Kulchur holds up the cover of War to End All Wars, which features a apocalyptic painting of a musclebound knight impaling a web-toed goblin on the gory end of a spear. The lyrics printed inside the CD booklet are hardly cheerier: "In Hell your soul will burn forever/Bringing you eternal pain" and "The sun is falling down/I can hear people cry.... The end is drawing near."

If this is such a happy home, then where on earth do these disturbing thoughts come from?

Both April and Yngwie laugh, and she explains that her husband's "imagination is amazing, like Clive Barker -- he can create all these fantasies." She shakes her head good-naturedly. "He's really not into that stuff; it's just fantasy."

So, April, you've never been awakened at 3:00 a.m. by strange chants and discovered Yngwie sacrificing a goat?

"Absolutely not!" she protests, rolling her eyes.

Malmsteen himself seems a bit less ready to dismiss outright the existence of a dark corner in his soul, a trait he ascribes to his Swedish heritage. As he puts it: "It's a very depressing place, very dark, very cold and gloomy."

As the conversation continues, he also seems a bit nonplussed with April's description of him as a regular well-adjusted family man who just happens to pen some awfully disturbing verse. Not that he can explain the dichotomy either.
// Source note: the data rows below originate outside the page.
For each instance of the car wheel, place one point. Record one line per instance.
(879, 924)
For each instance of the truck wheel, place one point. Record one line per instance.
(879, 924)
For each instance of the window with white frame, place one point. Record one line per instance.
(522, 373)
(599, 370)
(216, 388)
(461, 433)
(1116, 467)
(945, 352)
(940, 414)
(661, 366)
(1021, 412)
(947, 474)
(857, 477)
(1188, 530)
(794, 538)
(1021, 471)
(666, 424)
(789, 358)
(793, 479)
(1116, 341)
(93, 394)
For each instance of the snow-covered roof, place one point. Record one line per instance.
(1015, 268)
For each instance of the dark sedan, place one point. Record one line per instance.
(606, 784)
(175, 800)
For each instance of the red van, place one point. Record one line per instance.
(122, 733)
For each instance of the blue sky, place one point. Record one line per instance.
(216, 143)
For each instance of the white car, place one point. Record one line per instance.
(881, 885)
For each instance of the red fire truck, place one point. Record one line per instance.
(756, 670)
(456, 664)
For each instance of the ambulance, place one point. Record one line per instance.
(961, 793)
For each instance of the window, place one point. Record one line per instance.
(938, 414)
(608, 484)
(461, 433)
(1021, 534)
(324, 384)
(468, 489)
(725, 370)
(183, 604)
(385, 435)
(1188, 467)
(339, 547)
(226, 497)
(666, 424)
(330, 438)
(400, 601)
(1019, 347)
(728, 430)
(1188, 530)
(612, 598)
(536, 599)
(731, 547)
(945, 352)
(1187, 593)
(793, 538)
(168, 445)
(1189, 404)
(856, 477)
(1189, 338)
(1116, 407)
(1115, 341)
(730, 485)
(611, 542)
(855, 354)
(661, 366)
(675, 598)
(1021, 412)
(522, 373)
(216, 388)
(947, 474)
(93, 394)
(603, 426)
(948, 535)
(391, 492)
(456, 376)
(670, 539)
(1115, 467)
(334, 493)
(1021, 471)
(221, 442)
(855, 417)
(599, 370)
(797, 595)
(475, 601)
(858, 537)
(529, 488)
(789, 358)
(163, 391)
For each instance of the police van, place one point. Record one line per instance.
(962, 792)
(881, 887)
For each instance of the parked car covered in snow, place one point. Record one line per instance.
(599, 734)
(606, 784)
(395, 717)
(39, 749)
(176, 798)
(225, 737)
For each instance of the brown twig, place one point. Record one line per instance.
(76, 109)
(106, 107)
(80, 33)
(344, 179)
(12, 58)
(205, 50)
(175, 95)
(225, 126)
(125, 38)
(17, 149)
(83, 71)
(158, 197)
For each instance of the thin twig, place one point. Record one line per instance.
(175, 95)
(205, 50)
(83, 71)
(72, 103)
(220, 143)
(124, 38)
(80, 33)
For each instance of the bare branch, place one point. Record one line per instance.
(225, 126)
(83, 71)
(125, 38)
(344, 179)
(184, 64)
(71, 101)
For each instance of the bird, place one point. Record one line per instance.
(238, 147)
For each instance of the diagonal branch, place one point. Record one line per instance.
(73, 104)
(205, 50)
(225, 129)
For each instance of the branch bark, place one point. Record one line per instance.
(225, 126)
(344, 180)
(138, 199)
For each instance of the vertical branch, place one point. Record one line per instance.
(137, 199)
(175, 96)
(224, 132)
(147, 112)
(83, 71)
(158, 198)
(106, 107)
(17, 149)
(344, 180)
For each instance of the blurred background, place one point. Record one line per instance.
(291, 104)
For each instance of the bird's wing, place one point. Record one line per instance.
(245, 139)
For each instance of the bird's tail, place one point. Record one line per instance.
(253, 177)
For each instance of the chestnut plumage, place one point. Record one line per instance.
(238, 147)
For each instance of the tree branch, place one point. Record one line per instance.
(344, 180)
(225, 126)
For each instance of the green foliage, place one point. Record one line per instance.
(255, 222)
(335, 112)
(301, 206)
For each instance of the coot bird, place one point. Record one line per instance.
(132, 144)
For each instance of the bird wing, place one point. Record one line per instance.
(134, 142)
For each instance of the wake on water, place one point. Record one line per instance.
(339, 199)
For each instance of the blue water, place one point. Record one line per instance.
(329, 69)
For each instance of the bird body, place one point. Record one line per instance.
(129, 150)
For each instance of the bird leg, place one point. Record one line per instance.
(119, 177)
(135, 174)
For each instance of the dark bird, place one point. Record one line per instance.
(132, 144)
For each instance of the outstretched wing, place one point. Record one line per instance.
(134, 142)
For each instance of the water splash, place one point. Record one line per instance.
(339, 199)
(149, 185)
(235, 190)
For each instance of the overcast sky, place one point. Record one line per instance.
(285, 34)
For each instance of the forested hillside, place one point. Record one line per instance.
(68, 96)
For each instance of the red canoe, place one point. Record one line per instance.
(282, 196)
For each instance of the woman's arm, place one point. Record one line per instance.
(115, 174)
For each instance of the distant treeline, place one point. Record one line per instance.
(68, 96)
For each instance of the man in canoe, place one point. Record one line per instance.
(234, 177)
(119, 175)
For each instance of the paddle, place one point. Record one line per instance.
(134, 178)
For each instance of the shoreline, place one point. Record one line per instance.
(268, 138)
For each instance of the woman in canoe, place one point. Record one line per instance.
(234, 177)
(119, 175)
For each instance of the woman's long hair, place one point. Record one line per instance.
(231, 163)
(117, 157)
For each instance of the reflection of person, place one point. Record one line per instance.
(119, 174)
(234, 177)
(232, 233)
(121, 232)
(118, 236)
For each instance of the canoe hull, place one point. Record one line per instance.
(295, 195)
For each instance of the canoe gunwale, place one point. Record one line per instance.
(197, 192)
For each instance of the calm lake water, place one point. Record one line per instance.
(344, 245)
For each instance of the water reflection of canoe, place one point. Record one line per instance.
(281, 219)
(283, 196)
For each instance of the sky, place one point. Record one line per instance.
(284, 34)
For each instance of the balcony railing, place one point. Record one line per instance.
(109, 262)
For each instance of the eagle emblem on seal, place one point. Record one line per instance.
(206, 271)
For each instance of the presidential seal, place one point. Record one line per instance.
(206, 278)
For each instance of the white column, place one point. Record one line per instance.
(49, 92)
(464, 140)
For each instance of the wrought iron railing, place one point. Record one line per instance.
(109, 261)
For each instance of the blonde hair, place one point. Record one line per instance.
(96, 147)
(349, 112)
Recalling a writing session for his 1999 album, Alchemy, he says, "I remember sitting in the kitchen, having a cup of coffee, my beautiful son is running around playing, it's sunny with palm trees swaying. And I'm sitting there writing about demons and war!" He begins bellowing that record's "Legion of the Damned."

April, glancing at the television, suddenly cries out: "Oh no! That is disgusting!"

Frozen on the screen is the image of a hatchet framed against a dark-red background. Antonio seems to know he's been busted. "You cannot play this game," Malmsteen says sternly. "It has a lot of blood." Turning to Kulchur, he explains that he bought the offending game on tour without knowing how violent it was.

"We keep a lot of things away from him," April adds. "He's not allowed to watch certain programs either."

Wait a minute. Mr. and Mrs. Malmsteen are concerned about exposing little Antonio to violence?

Kulchur frantically waves the War to End All Wars CD in the air.

Hello?

"We're very, very strict with him when it comes to stuff like that," April replies. Her husband nods his head in agreement.